Rosanna Laconi, assessora della difesa dell’ambiente, ha evidenziato l’importanza di decarbonizzare i territori sardi, non solo per risparmiare sui costi energetici, ma per garantire un equilibrio energetico a lungo termine. “La somma dei fabbisogni energetici calcolati dai Comuni attraverso il PAESC (Piani di Azione per l’Energia Sostenibile e il Clima) permetterà di avere un quadro accurato del fabbisogno energetico dell’isola,” ha dichiarato l’assessora. Un punto chiave del Disegno di legge è il fine vita degli impianti FER, con particolare attenzione al loro smaltimento, garantito da fideiussioni previste nel testo.
Gli incontri finora tenuti con gli stakeholder territoriali hanno messo in luce un forte desiderio di gestire la transizione energetica localmente, opponendosi a qualsiasi forma di speculazione e garantendo autonomia decisionale ai Comuni. Questa posizione è stata ribadita anche dal Direttivo di ANCI Sardegna, che ha sostenuto l’importanza di una governance territoriale per evitare l’imposizione dall’esterno.
L’assessore dell’industria, Emanuele Cani, ha posto l’accento sull’importanza delle risorse finanziarie previste dalla legge, con oltre 678 milioni di euro destinati alla realizzazione di impianti per l’autoconsumo e per le comunità energetiche. Ha inoltre annunciato che verrà riproposto il bando per gli studi di fattibilità delle comunità energetiche da parte dei Comuni, favorendo lo sviluppo di progetti innovativi per l’autonomia energetica locale.

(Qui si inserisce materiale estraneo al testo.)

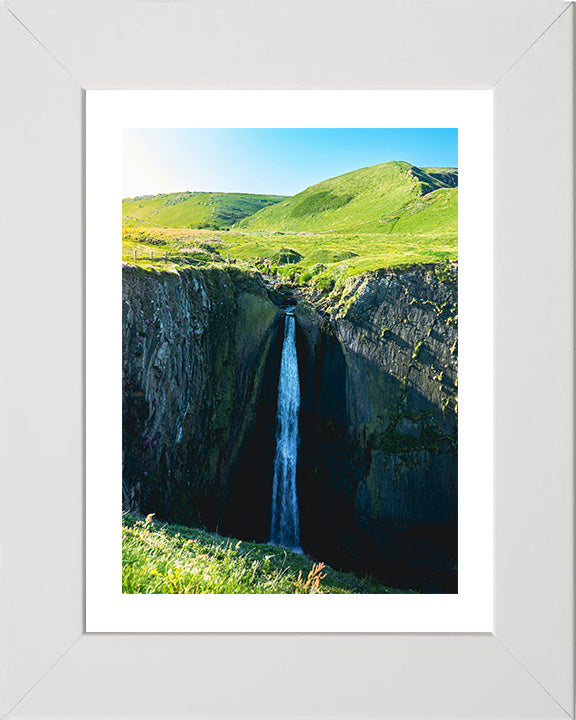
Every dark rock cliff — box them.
[123,265,457,592]
[296,266,457,592]
[122,267,280,527]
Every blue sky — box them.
[122,128,458,197]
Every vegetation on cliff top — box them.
[122,162,458,292]
[122,191,284,230]
[236,161,458,234]
[122,513,411,594]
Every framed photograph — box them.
[0,0,574,718]
[86,91,492,632]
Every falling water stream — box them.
[270,308,302,552]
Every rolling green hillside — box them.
[235,161,458,234]
[122,192,284,230]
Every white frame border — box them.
[0,0,574,718]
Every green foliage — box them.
[291,190,354,217]
[236,161,458,233]
[122,192,283,230]
[122,162,458,294]
[271,248,302,265]
[122,514,406,594]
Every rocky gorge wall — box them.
[122,266,281,527]
[123,265,457,592]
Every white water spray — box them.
[270,310,302,552]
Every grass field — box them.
[122,513,411,594]
[122,192,284,230]
[122,162,458,291]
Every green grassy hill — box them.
[122,514,411,594]
[122,161,458,292]
[122,192,284,230]
[235,161,458,234]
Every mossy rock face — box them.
[271,248,304,265]
[123,267,280,526]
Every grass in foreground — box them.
[122,514,411,594]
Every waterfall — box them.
[270,308,302,552]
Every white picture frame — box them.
[0,0,574,718]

Un aspetto delicato del Disegno di legge riguarda le aree non idonee per la realizzazione di impianti energetici. L’assessore degli enti locali, Francesco Spanedda, ha chiarito alcune interpretazioni controverse circolate sui media: il testo consente ai Comuni di valutare interventi in aree non idonee solo in casi molto specifici e dopo approfondite analisi. Ha portato l’esempio di aree industriali che, pur trovandosi in prossimità di siti archeologici, potrebbero essere considerate per impianti FER se adeguatamente mascherate da boschi o rilievi, garantendo così il rispetto del contesto paesaggistico e archeologico.
Il ciclo di incontri continuerà venerdì 11 ottobre a Cagliari, seguito da ulteriori tappe a Sassari e Nuoro la prossima settimana, con l’obiettivo di coinvolgere tutte le realtà territoriali nella discussione della norma.